CP 28 janvier 2021 – Le commandant en chef de l’armée birmane Min Aung Hlaing vient d’évoquer la révocation de la Constitution de 2008 comme une possibilité dans un discours prononcé mercredi à l’attention d’officiers supérieurs.
La veille, le porte-parole de l’armée dénonçait de nouveau des irrégularités lors des élections législatives du 8 novembre massivement remportées par la LND, n’excluant pas la possibilité d’un coup d’État si les vérifications demandées par l’armée n’étaient pas effectuées. Le porte-parole de l’armée a aussi indiqué que l’absence de prise en compte des allégations de fraude avancées par l’armée entraînerait une « crise politique ». Nous y sommes. Dernier grief en date ? Le refus du parlement de tenir une session spéciale à ce sujet, au motif que la commission électorale est seule compétente en matière de contentieux électoral.
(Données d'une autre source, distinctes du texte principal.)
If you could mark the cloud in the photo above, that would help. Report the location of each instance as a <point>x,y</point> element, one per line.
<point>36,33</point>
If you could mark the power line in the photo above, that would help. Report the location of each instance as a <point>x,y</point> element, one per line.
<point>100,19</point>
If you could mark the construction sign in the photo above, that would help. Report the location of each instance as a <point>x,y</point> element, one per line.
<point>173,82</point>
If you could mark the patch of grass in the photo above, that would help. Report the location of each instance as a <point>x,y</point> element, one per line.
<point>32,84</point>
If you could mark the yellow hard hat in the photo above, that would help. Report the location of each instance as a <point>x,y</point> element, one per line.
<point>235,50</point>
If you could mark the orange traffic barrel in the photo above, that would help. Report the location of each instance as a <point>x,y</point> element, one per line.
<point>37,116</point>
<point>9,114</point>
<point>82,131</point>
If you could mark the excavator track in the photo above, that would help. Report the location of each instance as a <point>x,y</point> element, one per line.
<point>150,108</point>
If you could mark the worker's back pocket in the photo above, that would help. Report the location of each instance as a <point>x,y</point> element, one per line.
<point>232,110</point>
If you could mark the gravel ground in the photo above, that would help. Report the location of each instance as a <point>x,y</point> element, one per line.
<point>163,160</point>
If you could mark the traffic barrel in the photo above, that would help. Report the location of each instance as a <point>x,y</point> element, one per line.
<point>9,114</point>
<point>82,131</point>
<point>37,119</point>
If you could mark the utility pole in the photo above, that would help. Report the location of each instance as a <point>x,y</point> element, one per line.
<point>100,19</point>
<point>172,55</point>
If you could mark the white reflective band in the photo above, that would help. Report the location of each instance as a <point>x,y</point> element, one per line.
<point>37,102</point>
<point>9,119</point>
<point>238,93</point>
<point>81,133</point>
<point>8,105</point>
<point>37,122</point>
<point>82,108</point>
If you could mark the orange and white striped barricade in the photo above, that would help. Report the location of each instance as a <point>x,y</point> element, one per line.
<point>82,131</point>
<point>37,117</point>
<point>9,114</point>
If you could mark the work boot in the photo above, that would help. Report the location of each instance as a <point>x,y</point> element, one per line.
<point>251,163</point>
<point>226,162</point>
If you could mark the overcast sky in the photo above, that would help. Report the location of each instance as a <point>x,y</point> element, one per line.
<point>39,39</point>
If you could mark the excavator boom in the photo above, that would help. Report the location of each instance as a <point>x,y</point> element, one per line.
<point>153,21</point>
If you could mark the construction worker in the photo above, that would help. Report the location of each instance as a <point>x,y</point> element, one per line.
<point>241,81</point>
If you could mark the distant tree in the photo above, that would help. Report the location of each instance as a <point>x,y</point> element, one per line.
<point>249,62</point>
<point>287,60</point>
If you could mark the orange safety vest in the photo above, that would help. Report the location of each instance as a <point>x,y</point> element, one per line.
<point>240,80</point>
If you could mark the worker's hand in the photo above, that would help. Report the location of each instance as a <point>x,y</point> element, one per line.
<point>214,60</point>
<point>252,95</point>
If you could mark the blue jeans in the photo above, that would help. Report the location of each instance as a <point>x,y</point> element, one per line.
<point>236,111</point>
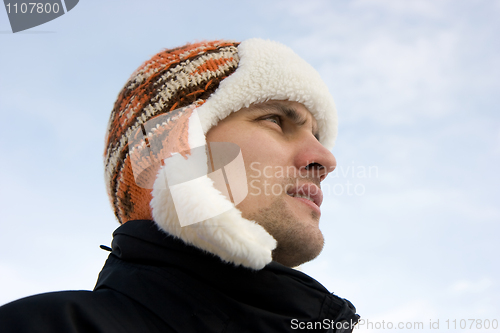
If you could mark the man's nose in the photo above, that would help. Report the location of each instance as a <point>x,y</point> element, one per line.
<point>313,159</point>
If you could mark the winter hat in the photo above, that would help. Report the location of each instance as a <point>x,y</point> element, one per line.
<point>165,110</point>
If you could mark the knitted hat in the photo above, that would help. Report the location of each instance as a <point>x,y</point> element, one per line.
<point>169,104</point>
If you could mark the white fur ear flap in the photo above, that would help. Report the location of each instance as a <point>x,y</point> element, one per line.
<point>197,213</point>
<point>227,235</point>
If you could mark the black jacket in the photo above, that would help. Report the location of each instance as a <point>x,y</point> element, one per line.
<point>152,282</point>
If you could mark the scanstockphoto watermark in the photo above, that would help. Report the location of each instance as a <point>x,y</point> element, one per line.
<point>348,180</point>
<point>432,324</point>
<point>325,324</point>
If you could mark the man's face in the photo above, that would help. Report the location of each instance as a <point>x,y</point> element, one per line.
<point>285,164</point>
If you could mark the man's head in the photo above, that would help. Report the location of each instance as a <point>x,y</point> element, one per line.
<point>257,94</point>
<point>285,164</point>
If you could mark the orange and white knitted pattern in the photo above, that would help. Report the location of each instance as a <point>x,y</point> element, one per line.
<point>169,85</point>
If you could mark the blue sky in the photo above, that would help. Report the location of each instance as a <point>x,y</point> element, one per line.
<point>416,86</point>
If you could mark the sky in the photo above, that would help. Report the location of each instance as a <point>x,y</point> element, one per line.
<point>411,215</point>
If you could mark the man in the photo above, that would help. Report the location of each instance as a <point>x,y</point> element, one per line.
<point>214,156</point>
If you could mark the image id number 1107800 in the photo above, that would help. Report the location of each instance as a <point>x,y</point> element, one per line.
<point>32,7</point>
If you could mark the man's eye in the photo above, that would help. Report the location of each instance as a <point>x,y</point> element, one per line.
<point>274,119</point>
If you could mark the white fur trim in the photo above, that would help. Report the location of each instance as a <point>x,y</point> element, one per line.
<point>271,71</point>
<point>267,71</point>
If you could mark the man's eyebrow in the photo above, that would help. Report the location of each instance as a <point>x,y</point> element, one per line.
<point>291,114</point>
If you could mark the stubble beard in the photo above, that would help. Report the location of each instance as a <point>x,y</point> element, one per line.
<point>298,241</point>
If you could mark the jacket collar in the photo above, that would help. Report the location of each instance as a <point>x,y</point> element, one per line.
<point>189,288</point>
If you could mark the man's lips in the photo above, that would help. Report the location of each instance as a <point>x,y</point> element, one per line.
<point>309,190</point>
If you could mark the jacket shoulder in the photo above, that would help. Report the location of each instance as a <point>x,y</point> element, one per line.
<point>76,312</point>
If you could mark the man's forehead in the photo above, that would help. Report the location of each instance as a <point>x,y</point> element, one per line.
<point>295,111</point>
L’armée veut voir dans ce refus une violation de la Constitution. Face à la « non prise en compte » de ses demandes, elle se pose en garante de la Constitution et se dit prête à la révoquer… si elle n’est pas respectée. Des voix se lèvent pour souligner qu’un coup d’Etat serait contraire à la Constitution, mais Min Aung Hlaing balaie cet argument d’un revers de main et va jusqu’à rappeler les précédents funestes qu’a connu la Birmanie.
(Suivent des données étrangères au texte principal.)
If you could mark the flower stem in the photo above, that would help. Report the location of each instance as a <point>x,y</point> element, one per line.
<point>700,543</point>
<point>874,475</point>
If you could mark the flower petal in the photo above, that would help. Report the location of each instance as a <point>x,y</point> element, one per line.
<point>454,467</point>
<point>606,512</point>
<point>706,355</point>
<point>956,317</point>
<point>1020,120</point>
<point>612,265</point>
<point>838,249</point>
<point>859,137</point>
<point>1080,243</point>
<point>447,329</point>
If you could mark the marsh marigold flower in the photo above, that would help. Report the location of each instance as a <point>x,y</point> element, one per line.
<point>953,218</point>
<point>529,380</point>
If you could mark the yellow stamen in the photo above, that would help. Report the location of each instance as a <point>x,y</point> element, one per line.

Alors que la Constitution de 2008 garantit des pouvoirs exorbitants à l’armée, celle-ci entend-elle seulement rappeler son rôle politique de premier plan et montrer sa force de nuisance au nouveau parlement qui doit siéger la semaine prochaine, puis au gouvernement à venir ? Entre ceux qui balaient toute menace et ceux qui y voient l’annonce d’une « action militaire » dont la forme resterait à définir, il est en tout cas manifeste que le climat politique est dégradé.
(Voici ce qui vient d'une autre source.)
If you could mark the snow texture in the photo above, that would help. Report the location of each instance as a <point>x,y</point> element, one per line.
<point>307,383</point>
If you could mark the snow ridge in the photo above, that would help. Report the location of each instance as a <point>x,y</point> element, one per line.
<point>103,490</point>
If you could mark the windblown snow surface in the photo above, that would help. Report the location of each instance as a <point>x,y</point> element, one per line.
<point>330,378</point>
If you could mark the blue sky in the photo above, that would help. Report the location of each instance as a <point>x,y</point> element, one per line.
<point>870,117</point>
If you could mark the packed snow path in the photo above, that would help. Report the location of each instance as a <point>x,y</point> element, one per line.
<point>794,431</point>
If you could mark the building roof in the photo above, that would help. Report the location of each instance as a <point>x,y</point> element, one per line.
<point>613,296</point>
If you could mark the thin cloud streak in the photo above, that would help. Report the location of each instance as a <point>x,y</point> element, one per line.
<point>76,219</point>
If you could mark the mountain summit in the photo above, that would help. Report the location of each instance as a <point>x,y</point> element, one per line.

Depuis novembre, l’armée et ses affiliés continuent de contester le résultat des élections législatives, un scrutin qui a par ailleurs fait l’objet de nombreuses contestations de la part de la société civile pour des considérations liées aux droits de l’Homme.
Les élus du nouveau parlement convoqué le 1er février s’apprêtent donc à siéger dans une ambiance bien éloignée de l’euphorie suscitée par la victoire de la LND en 2015. Face à un bilan très mitigé et à l’ampleur de la tâche à accomplir, ils restent confrontés à une armée qui n’en finit pas de plomber toute « transition démocratique ». Les échanges avec les 33 élus de l’USDP – le parti affilié à l’armée – et les militaires qui occupent automatiquement 25 % des sièges au parlement s’annoncent tendus, avec les échéances de la reconduction d’Aung San Suu Kyi en tant que conseillère spéciale, l’élection du président et des vice-présidents et la nomination d’un nouveau gouvernement en mars.